SourabhJune 14, 2012 11:34 AM

Given that I haven't seen the documentary, I am curious why does the documentary makers think women in India have very limited oppurtunity? Is that the theme of the documentary? Hugo have you seen it? I will like to point out that the President of India (though incompetent is a women). Several states have Chief Ministers who are women. There are women in Indian Space program working as lead. All this can be googled for fact check. Many women go to medical school. I am aghast at this shallow documentary (I am going with the trailer) getting awards. Basically the choice is to be Hindu zealot (per the documentary) or be modern by getting objectified. I don't see anything wrong with women competing in Beauty contests if that is the choice they are making. But I find it objectionable to imply that Indian women are living in a restricted culture in the like of Saudi Arabia or even an Amish country.

Oh, I see the cow was shown in the middle of the busy road - sign of lazy film making. I will like to watch the documentary when it does come out or is available in US.

Joe YoungJune 14, 2012 3:50 PM

I would like to watch see if the filmmakers manage to capture the compexiteies of Indian society.

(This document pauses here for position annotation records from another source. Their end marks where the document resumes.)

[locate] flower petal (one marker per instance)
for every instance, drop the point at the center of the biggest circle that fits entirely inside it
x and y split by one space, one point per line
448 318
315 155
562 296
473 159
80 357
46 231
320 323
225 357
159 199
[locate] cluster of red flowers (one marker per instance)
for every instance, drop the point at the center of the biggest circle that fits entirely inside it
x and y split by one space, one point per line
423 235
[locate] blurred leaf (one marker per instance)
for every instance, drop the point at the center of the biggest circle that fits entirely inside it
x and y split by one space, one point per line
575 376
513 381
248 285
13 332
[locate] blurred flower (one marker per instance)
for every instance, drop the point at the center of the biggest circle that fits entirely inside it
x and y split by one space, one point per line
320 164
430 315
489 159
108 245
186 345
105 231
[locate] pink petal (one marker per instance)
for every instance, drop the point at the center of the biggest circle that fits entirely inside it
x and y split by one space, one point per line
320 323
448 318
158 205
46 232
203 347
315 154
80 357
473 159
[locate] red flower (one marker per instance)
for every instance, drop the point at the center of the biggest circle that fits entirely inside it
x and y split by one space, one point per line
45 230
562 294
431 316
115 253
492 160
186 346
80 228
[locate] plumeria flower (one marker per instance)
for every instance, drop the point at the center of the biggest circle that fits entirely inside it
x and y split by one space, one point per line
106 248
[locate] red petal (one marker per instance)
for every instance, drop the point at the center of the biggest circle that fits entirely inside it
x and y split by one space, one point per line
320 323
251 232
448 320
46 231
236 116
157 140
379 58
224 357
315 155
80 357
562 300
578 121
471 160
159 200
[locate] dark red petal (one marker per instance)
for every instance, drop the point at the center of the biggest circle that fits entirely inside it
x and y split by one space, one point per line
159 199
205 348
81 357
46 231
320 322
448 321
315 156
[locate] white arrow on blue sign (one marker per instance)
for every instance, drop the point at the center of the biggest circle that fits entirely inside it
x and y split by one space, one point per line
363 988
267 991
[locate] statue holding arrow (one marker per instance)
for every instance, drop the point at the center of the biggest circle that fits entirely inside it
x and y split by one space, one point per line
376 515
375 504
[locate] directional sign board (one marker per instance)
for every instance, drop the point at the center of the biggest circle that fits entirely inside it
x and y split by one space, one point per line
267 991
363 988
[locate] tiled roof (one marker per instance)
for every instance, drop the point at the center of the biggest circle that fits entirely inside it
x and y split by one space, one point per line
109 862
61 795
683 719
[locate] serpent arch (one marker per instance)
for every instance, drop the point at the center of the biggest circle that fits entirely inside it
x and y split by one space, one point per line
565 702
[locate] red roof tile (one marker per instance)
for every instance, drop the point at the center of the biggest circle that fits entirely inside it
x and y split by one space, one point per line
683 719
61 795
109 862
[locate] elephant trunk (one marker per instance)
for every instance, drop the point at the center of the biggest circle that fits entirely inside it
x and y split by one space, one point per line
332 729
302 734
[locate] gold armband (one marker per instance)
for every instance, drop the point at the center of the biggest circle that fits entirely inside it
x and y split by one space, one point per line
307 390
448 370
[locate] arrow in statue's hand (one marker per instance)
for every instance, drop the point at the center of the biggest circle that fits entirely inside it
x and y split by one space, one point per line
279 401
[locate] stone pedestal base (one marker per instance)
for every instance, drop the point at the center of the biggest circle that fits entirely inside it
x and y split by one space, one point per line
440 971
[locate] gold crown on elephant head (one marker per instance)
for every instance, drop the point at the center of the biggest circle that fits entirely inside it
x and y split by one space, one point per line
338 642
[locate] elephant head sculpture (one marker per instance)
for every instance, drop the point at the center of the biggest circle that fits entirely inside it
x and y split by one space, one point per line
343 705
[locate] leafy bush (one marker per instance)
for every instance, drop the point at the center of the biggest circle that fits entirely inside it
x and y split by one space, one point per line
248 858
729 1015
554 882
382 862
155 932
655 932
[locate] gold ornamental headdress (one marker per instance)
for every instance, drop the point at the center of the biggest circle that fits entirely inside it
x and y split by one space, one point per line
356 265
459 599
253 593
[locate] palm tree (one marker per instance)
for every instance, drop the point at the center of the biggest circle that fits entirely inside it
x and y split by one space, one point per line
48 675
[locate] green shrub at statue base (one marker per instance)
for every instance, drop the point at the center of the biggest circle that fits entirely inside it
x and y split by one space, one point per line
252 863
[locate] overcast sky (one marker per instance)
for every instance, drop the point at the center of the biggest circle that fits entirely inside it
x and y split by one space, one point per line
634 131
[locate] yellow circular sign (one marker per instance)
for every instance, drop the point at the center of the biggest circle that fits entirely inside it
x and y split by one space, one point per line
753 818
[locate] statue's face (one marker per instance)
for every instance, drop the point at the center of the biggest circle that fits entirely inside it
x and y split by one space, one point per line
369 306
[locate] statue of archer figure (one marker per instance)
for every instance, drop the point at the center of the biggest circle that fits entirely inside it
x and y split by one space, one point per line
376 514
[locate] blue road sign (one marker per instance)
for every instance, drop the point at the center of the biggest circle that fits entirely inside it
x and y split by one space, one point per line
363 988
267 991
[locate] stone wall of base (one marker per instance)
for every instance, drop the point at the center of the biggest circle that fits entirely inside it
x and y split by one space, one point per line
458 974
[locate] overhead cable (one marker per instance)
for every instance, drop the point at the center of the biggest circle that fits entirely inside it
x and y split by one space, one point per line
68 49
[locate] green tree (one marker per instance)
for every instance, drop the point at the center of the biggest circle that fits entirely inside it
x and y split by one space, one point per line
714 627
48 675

Hugo OzmanJune 15, 2012 5:38 PM

Thank you for your comments, Sourabh. I have seen the documentary, and here's a link to my review:

The documentary gives insight into the lives of 2 groups of women living in India, and based on what is shown, it certainly gives me the impression that it is a struggle for them to get the opportunities to achieve what they want. I don't think the filmmakers have necessarily passed any judgement on either group, but rather present them to demonstrate a strong contrast and illustrate how the Indian society is changing.
Both the documentary and the information you have provided are interesting for someone like me who actually don't know a lot about the Indian society, and I am glad to hear that many women in India do get the opportunities to have great achievements.

Hugo OzmanJune 15, 2012 5:41 PM


I think the filmmakers have certainly managed to capture some of the complexities of the Indian society, but believe it is much, much more complex that any documentary (even a series) can portray.

Joe YoungJune 18, 2012 3:01 PM

Yeah...I understand what you mean but since Sourabh Guptac seemed worried about film being too shallow.....I was hoping that wasn´t the case.

And yes, life is complex enough fro one documentary to handle.